"Customer Service" should be called "Customer Elation"
We are inundated lately with never-ending pressure to deliver higher and higher customer service, no matter what business or what sector we are in. We are all chasing the holy-grail "Net Promoter Score" (NPS), wondering what it will take to get a customer to answer the question "Would you refer us to your friends and family" with a 9 or a 10. I'm sure you've had this question multiple times.
NPS is a wonderful benchmarking tool, and allows a company to compare their customer satisfaction to any other company, whether inside or outside your own industry. If you want to compare yourself to an airline, a tech company, a hotel chain, or a restaurant group, the data is available. It's a remarkable tool when looking at customer service. However, like any such measurement, when looked at in a vacuum, and looked at as the sole arbiter of customer service levels - and often looked at somewhat slavishly - I feel the tool loses some meaning.
History and Calculation
The NPS is a simple calculation. If your respondents give you a 9 or 10, they are considered a Promoter. If they provide your firm a 7 or an 8, they are considered Passive, and are neutral. If they give your company a 6 or lower, they are considered Detractors. In the calculation, the total number of Detractors are subtracted from the total number of Promoters, with the Passives ignored; this yields your Net Promoter Score. A score above zero is considered good, while a score of over 50 is considered excellent.
Originally described in an article in the Harvard Business Review in 2003, in 12 short years this benchmark has become one of the single most sought after measurements. Part of this was the early adoption of the scoring system by Apple, Inc., who has achieved enviable scores on this scale - so much so that many companies wish to duplicate their successes. Simply running into a friend gushing about their new iPhone should tell you enough you need to know about what a Promoter looks like.
Blessing and a Curse
One of the benefits of the NPS is that it is a weighted score, meaning that it is much harder to win a customer as a Promoter (20% of possible responses) than lose one as a Detractor (60% of possible responses). That makes it a much stronger indicator than a binary Yes or No response, even though it is somewhat counter-intuitive to rate the "referral question" on a 1-10 scale. Making it harder to have a customer means, in theory, that the company needs to work harder on training and delivering core customer service values to their customers. This has an interesting corollary when driven down to front line staff that are measured based on the NPS received by a company, and often by themselves on individual ratings. Further, companies that are really trying to achieve an increase in NPS focus very hard on how to turn a Passive customer into a Promoter. This has lead to some fairly interesting strategies when driven down to front-line sales personnel and customer service agents.

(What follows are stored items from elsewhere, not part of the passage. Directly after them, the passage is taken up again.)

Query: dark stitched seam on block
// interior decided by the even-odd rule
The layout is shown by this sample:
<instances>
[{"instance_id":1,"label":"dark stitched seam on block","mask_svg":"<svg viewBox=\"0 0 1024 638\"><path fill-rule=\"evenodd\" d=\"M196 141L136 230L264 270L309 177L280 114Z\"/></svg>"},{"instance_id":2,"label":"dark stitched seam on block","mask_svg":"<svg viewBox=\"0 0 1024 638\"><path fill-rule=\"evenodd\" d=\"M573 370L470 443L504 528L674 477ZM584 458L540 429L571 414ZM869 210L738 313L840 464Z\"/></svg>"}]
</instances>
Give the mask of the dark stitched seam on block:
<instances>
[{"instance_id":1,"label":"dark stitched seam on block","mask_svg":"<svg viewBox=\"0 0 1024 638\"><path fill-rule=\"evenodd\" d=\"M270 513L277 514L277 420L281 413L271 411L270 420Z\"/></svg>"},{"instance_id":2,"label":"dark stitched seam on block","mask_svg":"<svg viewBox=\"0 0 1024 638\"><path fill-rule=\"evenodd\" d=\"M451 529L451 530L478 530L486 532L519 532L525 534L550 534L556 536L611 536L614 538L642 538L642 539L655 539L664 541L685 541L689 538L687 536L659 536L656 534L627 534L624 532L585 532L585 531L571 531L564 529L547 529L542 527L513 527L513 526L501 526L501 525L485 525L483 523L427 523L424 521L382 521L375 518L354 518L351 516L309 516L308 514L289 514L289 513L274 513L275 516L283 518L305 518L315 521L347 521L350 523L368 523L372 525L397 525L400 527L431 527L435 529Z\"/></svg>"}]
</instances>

I'm pretty certain that you have been on the phone or in a retail location of some kind within the last few years, and have been told that you will be receiving a survey - at which point the customer service rep or sales person immediately asks you to rate their service as a "10". I've even seen a letter from an auto dealership asking that if you would not rate their service as a 10, you contact the dealership manager to discuss it prior to completing a survey. This sort of "horsing the system" is naturally going to occur when such heavy focus is shifted to a single scoring mechanism.

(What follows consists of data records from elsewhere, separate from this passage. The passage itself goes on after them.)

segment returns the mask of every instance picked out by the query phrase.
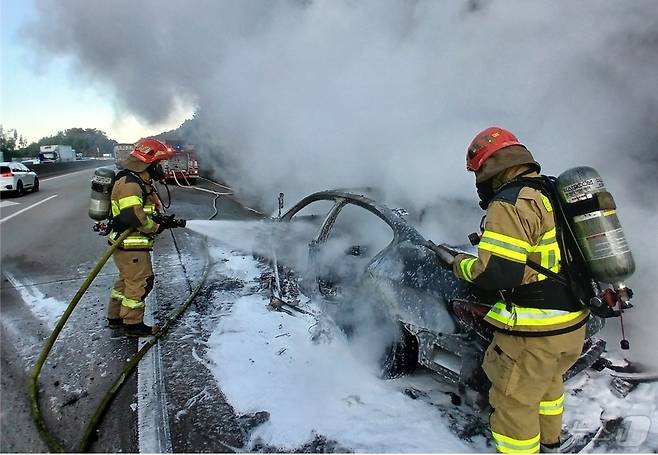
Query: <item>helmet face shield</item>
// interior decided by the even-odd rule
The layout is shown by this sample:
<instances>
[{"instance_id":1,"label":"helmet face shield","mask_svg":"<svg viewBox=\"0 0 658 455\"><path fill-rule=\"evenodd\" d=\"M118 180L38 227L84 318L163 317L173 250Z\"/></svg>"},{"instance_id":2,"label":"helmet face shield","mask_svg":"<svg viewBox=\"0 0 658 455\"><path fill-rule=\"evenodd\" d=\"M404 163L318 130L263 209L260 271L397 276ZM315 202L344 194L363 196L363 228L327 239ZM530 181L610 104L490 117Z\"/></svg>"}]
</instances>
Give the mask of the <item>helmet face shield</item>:
<instances>
[{"instance_id":1,"label":"helmet face shield","mask_svg":"<svg viewBox=\"0 0 658 455\"><path fill-rule=\"evenodd\" d=\"M476 172L480 170L480 167L482 167L482 163L484 160L481 159L481 153L478 155L479 152L482 150L482 145L480 143L471 143L470 147L468 148L468 151L466 152L466 169L471 171L471 172Z\"/></svg>"}]
</instances>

Are we asking the right question?
I know full well that the folks at Harvard are much smarter than me. However, the question that I have is this: is the NPS the right scoring mechanism at all? When we complete surveys, it is fortunately very rare that it is the only question on the survey (although sometimes it is), which allows other data to be gathered, but with the near-fetishistic obsession with NPS, do the companies look very hard at the other survey results? And should this be the only arbiter of high-quality customer service - namely, how someone will answer a question on a survey, given how poor survey response rates are in the first place.
This was all brought to mind to me recently by a customer service interaction that I had with a local company in B.C.'s Lower Mainland. Cypress Mountain, a fantastic local ski area where I've chosen to spend my money for several seasons, had an abysmal season for snow last year, so much so that I didn't even bother to attend once. However, I purchased their discount card in advance - admittedly a very inexpensive item in the grand scheme of things, at about $70 - which provides both a one day lift ticket plus a discount towards any other lift tickets I purchase through the year. I called their shop and was completely elated to learn that the card I purchased last year would be valid for the entire season this year. That's how I still feel about that interaction - completely elated.
I will not likely be sent a survey by Cypress Mountain, because I didn't have to identify myself. I will not be sought out to rate their service. However, I've told at least 20 people about this verbally, and posted about this outstanding response from them all over social media - thereby letting many potential and past customers know of the strong feelings I have because of this customer service gesture that was necessitated by something completely out of their control. I've talked about how simple the discussion was - it took about 30 seconds - and the true happiness that this little gesture has given me towards the company. How much more is that worth than my survey results? And really - shouldn't customer elation be our goal, rather than a number?